I don't think it is so simple. Eg: people now taking extra trips because it is easy and cheap to do so. Eg: "I'll just Uber the 6 blocks to my next shopping spot" instead of walking. This happens in my friend group all the time. Plus people traveling to the city at all BECAUSE Uber makes intracity travel easy. Eg: I live in the East Bay and hate driving within the city, but am happy to be escorted around it on a whim but would have otherwise stayed more local.
Funny you say that because most of my Uber/Lyfts consist of me going to and from public transit for my intended destination.
Although it is more complicated than that, as I often take a shared ride home because Bart shuts down too early on weekends to be useful on the way back.

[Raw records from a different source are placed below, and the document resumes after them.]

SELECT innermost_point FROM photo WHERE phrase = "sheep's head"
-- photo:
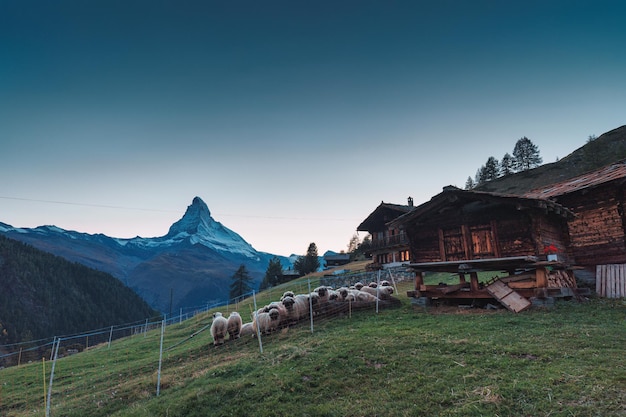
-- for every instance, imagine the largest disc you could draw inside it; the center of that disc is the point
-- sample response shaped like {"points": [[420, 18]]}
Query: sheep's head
{"points": [[343, 292], [288, 302], [322, 291], [274, 314], [314, 297]]}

Additionally the math gets complicated when I have multiple people with me, as often times it's cheaper to uber/lyft somewhere to our destination than it is for all of us to individually pay for a Bart ticket.

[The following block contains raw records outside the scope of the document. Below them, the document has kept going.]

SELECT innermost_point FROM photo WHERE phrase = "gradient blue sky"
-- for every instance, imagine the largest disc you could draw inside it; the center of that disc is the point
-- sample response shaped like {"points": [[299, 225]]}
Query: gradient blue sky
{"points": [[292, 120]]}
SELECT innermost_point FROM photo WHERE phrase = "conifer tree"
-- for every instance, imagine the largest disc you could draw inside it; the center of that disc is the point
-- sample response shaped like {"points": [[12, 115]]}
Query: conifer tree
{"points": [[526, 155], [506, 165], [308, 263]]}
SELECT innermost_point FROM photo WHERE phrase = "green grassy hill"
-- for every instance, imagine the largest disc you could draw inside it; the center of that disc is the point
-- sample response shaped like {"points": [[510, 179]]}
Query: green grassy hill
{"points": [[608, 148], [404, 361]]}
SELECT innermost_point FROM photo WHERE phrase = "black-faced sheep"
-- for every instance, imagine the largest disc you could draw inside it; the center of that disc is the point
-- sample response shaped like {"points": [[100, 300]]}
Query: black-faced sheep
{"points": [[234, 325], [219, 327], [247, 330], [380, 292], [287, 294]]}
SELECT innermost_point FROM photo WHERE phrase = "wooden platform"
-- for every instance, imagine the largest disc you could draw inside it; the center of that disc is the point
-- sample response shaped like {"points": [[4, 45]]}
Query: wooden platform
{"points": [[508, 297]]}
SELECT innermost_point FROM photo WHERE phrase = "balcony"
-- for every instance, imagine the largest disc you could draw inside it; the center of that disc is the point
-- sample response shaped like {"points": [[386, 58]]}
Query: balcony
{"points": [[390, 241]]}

This is called multimodal transport. I'm unsure how big the effect is for Uber/Lyft where booking the ride would seem slightly more involved than, say, using a bike. But it's an area of great interest especially for public transit planners.
I'm only comparing what happens in the world we have, where Uber & Lyft exist, vs. what would happen if they didn't, or would've happened back when they didn't. Obviously some of this is guesswork kind of like "Gee what would've happened if I'd married my high school crush" or whatnot. But in general if you would've walked or biked to transit before, and now you take Uber & Lyft, that makes congestion worse. If you would have driven to transit, using Uber/Lyft has no effect. If you would have driven the whole way, it's a partial improvement (by riding transit for that one segment).

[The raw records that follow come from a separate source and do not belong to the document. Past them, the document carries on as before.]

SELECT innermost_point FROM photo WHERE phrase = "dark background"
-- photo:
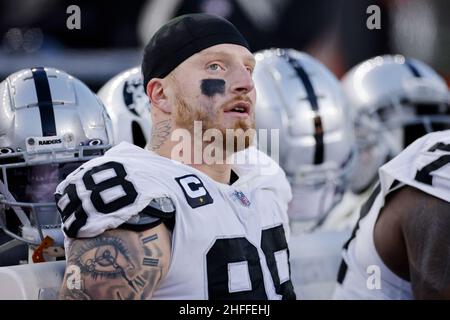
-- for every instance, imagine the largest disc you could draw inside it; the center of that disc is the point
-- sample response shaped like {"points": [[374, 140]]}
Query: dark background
{"points": [[113, 33]]}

Actually, you take that number, PLUS the number of empty Uber cars, PLUS the number of empty taxis that would not have been empty if there wasn't Uber...
That just isn't true. They often do drive around and look for fares or go back to a place where they can collect a fare from where one did not exist. Example you pick up Passenger A in dense urban center drop them off in suburb no fares exist there. You need to drive back to the urban center to pick up another Passenger. You have worsened traffic and created extra carbon pollution.
So, we consider people being able to do something in a way they would much rather do it as a negative? If you have the choice between walking and an Uber, and you really want to walk, then just walk. If you have the choice between walking and walking, but you really don't want to walk, then you're worse off.
Clearly a trip that is taken has utility to the person taking the trip, so the "not at all" outcome is a bad one.
People will use the best option they have out of the ones available to them. Transit is usually faster than Uber for trips to downtown or the Mission, but try getting to Miraloma with it.
Every trip has a cost. It's a transaction. If it costs me $1,000,000 to get to the park (and it's fairly likely I won't make $1M at said park), I will maximize utility by not taking the trip.
In addition, every trip by you, has various costs to everyone else, namely the traffic congestion we're talking about here, plus many other things we're not talking about like pollution, publicly-subsidized police/EMT/fire for cleaning up your car wrecks, etc. Transport modes that allow you to take up less space on the roads per person, or that use separate parallel networks, or that don't pollute or involve wrecks, cost everyone less on these particular axes.
And, following this, these different effects probably have different values for society, i. e.:
- Replacing public transit = unmitigated bad
- Replacing walking, bike = even worse, bikes are unbeatable for health, space efficiency, energy use, noise, and really any other category
- Replacing using own car = close to neutral, maybe slightly positive, especially when it allows people on the margin forgo car ownership entirely
- Non-consumption = likely positive, taking a trip you otherwise wouldn't take is a sign of increased freedom/participation in society and would tend to outweigh environmental concerns in my subjective judgement
There's also a larger impact for cars that block traffic by stopping in the lane in front of a pickup or drop address where there isn't room to pull over.
And there's an impact from out-of-town weekend drivers that don't know where they're going and take a dumb route because of that unfamiliarity.